As Nursing Association president Idi Stuart has pointed out, these professionals are being asked to navigate present-day demands on wages that belong to a bygone economic era.
When pool rates are reduced without addressing this imbalance, the burden will not disappear but simply shifts further onto already overstretched workers who are, in effect, propping up an ineffective system.
This can lead to a worsening of public healthcare delivery, which requires professionals to be at their best to perform at their best.
In this context, Dr Gopeesingh’s audit, which reportedly cut projected overtime expenditure from $90 million to $15 million, may represent a move towards fiscal discipline.
But cost containment in isolation is not reform. It does not answer the most critical question: if the overtime cushion is significantly reduced, who will ultimately fill the gap at the bedsides?
That question must anchor any serious negotiation.

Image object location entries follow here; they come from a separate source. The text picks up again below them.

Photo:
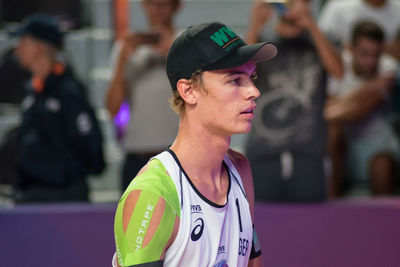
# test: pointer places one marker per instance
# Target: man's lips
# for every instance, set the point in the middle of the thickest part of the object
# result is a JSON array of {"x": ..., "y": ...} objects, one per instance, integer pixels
[{"x": 249, "y": 110}]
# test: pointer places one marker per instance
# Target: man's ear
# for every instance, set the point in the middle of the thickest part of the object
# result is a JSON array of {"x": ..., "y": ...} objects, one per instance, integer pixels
[{"x": 186, "y": 90}]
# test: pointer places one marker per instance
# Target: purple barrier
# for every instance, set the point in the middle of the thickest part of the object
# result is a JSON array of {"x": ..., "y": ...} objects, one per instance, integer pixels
[
  {"x": 71, "y": 235},
  {"x": 340, "y": 234}
]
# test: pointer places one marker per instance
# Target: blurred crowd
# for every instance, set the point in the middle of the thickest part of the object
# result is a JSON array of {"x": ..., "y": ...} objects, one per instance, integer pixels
[{"x": 326, "y": 124}]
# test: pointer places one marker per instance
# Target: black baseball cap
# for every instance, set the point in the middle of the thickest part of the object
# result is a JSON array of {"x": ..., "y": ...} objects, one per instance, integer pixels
[
  {"x": 42, "y": 27},
  {"x": 212, "y": 46}
]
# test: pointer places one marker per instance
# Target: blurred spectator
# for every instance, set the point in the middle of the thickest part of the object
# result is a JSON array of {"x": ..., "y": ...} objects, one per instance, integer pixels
[
  {"x": 59, "y": 141},
  {"x": 339, "y": 18},
  {"x": 356, "y": 112},
  {"x": 139, "y": 79},
  {"x": 287, "y": 145}
]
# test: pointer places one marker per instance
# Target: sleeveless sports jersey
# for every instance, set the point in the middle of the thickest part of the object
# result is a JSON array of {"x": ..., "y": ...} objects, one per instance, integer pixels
[{"x": 209, "y": 234}]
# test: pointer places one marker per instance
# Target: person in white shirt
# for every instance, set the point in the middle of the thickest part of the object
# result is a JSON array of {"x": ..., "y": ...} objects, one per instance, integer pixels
[
  {"x": 355, "y": 111},
  {"x": 338, "y": 17}
]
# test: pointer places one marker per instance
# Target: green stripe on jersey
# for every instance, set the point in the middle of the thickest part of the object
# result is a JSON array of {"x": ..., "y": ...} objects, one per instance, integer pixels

It is not enough to reassure the public with declarations of prudence; there must be a credible plan for maintaining, if not improving, the delivery of care.
Complicating matters further is the regional undercurrent—shaped in part by external political pressures—to phase out Cuban medical professionals.
In a system where nurses are already warning of patients being left unattended due to severe understaffing, any move to reduce foreign medical support must be accompanied by a clear and credible strategy to recruit and retain local talent. Anything less would be reckless.
The silence of Health Minister Dr Lackram Bodoe so far on this matter does little to inspire confidence. At a time when clarity is most needed, the absence of a firm, transparent position only deepens uncertainty.
What is required now is maturity on all sides—a conversation that addresses the needs of nurses but also factors in our fiscal position.
Most importantly, we must re-examine how we can build a system anchored in predictability and professionalism, to avoid a cost that will not be measured only in dollars, but in the quality of care delivered, and, ultimately, in the lives placed at risk every day within our hospitals.